Headed up by an impressive slate of “Women in the Lead” of music technology, science, art, design, policy, industry and innovation (including Grammy-award winning recording artist and producer Imogen Heap), the festival aims to create as many connections and collaborations as possible. Ideas born at MTF often take on a life of their own, and develop into business ideas or patents. One example is the Interactive Cube, a physical interface for manipulating sound that first took shape at MTFScandi in Umeå in 2015. During the last five years, MTF has also affected the highest level of policy through recommendations to the EU Commission and the G7 leaders.
The fact that KTH and MTF found each other is no coincidence, says MTF founder Michela Magas.
"Sweden is an international hub for innovation, and KTH is an outstanding university, where new ideas are translated into industry and in everyday life,” Magas says. “The fact that MTF is organised together with KTH is a perfect basis for growing unexpected collaborations and inventions that we will see more of in the future.”
More than 150 researchers and students from KTH, including robotics Professor Danica Kragic, are taking part in the festival. Kragic will launch the MTFLab in Reaktorhallen, focusing on AI and Performance, which brings together experts from robotics, data, fashion tech, VR, neuroscience and more. The labs at MTF Stockholm are expected to lead to completely new hybrid technologies and will culminate in exclusive performances for select festival audiences. Imogen Heap’s Mycelia lab will be devoted to developing new technologies for blockchain based applications that build upon music rights and attribution data management.

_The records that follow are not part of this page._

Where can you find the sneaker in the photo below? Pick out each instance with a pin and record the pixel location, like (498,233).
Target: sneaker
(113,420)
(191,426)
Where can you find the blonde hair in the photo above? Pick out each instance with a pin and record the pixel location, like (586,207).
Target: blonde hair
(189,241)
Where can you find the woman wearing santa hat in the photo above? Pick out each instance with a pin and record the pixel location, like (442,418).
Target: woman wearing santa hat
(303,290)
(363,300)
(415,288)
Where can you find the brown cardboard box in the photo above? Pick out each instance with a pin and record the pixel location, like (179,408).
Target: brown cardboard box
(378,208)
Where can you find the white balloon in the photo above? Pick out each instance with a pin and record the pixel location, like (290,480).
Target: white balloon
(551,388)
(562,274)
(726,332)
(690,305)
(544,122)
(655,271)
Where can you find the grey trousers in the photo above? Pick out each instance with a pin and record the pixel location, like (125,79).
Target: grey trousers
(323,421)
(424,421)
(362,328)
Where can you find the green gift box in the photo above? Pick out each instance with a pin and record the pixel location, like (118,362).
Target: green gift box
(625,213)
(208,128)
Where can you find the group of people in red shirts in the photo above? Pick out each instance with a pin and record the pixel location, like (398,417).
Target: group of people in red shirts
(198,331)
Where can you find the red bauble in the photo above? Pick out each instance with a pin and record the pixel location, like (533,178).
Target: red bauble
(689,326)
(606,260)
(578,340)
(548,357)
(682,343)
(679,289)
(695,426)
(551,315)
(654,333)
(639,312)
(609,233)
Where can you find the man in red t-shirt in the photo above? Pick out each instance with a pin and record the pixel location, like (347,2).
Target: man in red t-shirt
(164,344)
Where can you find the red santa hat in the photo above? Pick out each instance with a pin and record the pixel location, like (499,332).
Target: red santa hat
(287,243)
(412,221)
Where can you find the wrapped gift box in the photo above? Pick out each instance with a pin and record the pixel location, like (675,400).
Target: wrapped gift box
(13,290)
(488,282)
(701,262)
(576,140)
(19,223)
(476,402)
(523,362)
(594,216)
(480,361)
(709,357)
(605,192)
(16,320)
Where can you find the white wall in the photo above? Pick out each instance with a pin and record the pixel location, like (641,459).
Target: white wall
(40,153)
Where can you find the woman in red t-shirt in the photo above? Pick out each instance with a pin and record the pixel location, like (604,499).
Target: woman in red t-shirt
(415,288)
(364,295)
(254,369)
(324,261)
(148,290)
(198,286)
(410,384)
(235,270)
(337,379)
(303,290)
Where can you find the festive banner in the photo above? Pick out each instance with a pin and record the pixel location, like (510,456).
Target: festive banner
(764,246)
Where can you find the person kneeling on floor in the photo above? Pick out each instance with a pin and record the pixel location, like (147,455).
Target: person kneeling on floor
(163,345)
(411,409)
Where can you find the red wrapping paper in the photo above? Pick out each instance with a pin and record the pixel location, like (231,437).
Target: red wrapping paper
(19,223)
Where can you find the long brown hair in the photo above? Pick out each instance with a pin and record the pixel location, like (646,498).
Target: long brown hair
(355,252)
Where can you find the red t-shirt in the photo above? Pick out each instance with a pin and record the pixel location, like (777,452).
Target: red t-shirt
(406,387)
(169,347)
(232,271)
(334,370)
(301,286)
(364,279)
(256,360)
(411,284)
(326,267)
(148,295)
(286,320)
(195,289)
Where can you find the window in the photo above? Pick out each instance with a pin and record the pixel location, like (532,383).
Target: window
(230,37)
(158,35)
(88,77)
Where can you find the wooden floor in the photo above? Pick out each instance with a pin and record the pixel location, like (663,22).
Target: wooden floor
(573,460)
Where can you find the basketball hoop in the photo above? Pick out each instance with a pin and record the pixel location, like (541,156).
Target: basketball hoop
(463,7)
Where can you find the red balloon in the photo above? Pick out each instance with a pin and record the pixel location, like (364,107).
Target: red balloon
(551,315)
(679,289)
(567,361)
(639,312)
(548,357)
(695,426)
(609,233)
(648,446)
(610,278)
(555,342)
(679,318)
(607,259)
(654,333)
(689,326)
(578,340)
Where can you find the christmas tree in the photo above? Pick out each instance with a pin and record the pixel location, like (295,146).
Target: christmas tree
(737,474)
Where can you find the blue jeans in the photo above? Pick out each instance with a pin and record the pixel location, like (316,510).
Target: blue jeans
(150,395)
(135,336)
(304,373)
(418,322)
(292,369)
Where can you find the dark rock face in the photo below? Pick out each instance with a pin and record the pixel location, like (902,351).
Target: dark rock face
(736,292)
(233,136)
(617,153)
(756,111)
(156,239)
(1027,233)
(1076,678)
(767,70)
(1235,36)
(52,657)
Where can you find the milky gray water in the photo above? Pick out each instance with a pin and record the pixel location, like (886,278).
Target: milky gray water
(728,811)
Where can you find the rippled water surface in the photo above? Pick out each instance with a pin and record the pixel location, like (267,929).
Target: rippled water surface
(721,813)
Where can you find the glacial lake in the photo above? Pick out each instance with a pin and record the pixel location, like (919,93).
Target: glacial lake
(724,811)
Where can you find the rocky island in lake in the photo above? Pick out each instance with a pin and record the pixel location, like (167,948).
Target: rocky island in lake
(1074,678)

MTF Stockholm begins on September 3; and the public portion of the festival opens September 7 and ends Septemberr 9. Tickets are on sale now. Most activities take place in Undervisningshuset, Brinellvägen 28 A, Stockholm. The festival also includes a weekend workshop for girls, which is presented by Tekla Festival, which KTH has organized together with Robyn since 2015. Registration for the Tekla workshop is closed.